Hot Spot, 2006

Mona Hatoum
Hot Spot, 2006
Stainless steel and neon glass tube
Installation view
Rennie Collection, Vancouver, Canada

Overview

Hatoum’s work is an outstanding example of the interweaving of ethical, political and aesthetic issues, whose beauty lies in the wit, economy, risk-taking and even mischief-making with which these issues are conflated...
In Hatoum’s deceptively simple works, defiance cannot easily be separated from vulnerability, order from chaos, beauty from revulsion, the brain from the body, the self from the other, affirmation from negation, form from content, light from dark.
Guy Brett “Itinerary” in Mona Hatoum, Contemporary Artists Series, London: Phaidon Press (1997)

I have recently created two works, both depicting a world map, that relate to environmental issues, in particular the concern over global warming.
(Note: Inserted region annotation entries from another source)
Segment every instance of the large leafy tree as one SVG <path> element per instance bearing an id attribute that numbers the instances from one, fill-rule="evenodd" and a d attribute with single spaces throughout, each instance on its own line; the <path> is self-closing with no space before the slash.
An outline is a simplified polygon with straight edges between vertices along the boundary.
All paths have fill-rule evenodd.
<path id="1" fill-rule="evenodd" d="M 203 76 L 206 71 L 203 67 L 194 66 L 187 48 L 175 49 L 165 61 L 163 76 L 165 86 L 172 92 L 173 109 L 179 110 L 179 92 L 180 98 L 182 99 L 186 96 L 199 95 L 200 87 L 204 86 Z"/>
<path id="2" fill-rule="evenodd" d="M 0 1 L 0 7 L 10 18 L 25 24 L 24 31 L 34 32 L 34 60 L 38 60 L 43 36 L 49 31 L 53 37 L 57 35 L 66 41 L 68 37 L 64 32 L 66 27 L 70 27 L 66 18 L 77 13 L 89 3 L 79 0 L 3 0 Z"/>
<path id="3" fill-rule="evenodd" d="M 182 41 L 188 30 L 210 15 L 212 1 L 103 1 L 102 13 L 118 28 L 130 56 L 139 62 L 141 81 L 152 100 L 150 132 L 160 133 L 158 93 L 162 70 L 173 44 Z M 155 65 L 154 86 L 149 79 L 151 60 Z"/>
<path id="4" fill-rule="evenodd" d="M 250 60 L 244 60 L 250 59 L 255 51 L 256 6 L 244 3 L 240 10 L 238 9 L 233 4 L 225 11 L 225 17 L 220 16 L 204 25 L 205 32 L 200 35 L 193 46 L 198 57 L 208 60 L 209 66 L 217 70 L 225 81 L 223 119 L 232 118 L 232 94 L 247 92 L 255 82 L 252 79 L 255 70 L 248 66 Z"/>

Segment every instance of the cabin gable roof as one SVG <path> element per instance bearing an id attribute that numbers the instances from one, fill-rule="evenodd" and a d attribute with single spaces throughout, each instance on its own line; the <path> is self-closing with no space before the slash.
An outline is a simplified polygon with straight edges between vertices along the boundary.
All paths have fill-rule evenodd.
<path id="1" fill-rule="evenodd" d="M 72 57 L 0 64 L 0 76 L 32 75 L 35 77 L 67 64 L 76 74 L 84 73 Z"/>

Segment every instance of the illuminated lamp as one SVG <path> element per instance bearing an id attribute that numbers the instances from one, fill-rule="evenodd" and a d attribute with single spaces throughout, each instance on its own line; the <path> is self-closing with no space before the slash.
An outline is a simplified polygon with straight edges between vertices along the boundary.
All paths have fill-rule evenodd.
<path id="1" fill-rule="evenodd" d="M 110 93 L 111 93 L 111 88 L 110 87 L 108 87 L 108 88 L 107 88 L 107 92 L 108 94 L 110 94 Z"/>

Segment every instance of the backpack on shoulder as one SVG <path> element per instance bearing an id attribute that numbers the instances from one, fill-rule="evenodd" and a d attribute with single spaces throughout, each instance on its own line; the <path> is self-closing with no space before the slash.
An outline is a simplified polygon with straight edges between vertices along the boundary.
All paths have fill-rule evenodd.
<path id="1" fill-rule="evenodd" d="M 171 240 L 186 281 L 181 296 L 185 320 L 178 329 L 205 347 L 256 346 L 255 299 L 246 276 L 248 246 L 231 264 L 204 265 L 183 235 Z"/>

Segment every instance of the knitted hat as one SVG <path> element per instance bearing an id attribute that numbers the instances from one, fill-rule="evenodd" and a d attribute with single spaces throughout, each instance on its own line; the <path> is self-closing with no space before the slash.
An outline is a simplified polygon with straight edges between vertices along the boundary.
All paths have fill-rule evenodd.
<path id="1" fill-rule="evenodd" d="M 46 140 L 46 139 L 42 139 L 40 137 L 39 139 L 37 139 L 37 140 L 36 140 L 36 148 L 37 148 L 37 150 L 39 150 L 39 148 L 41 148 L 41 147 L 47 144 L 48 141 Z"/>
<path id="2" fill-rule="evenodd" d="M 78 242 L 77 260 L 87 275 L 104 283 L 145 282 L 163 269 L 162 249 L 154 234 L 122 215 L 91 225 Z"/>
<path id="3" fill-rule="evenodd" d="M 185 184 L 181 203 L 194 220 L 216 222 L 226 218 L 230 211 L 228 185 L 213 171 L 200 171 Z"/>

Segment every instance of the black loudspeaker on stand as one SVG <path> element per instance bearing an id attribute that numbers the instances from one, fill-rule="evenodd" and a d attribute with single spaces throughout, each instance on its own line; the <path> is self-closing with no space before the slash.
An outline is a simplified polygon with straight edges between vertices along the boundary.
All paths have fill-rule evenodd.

Hot Spot (2006) is a cage-like steel globe, approximately the size of a person’s height and arm span, which tilts at the same angle as the earth. Using delicate red neon to outline the contours of the continents on its surface, the work buzzes with an intense energy, bathing its surroundings in a luminescent red glow. It is both mesmerising and seemingly dangerous. On the one hand it suggests that the whole world is a political hot spot caught up in conflict and unrest; it also points to global warming, an impending concern.

The other map is a work on paper entitled Projection (2006) using the new ‘Peters’ projection, a more egalitarian map, as it shows all areas in true proportion and corrects the distortions of the traditional maps with their dominant northerly perspective. It is a white on white work that uses cotton and abaca to create a positive–negative reversal where the continents appear as submerged recesses, as if they have been etched or eroded. The title “Projection” was chosen to imply projecting or looking into the future. This again can be seen as a portrayal of an apocalyptic view of the world.


This project was part of Sharjah Biennial 8.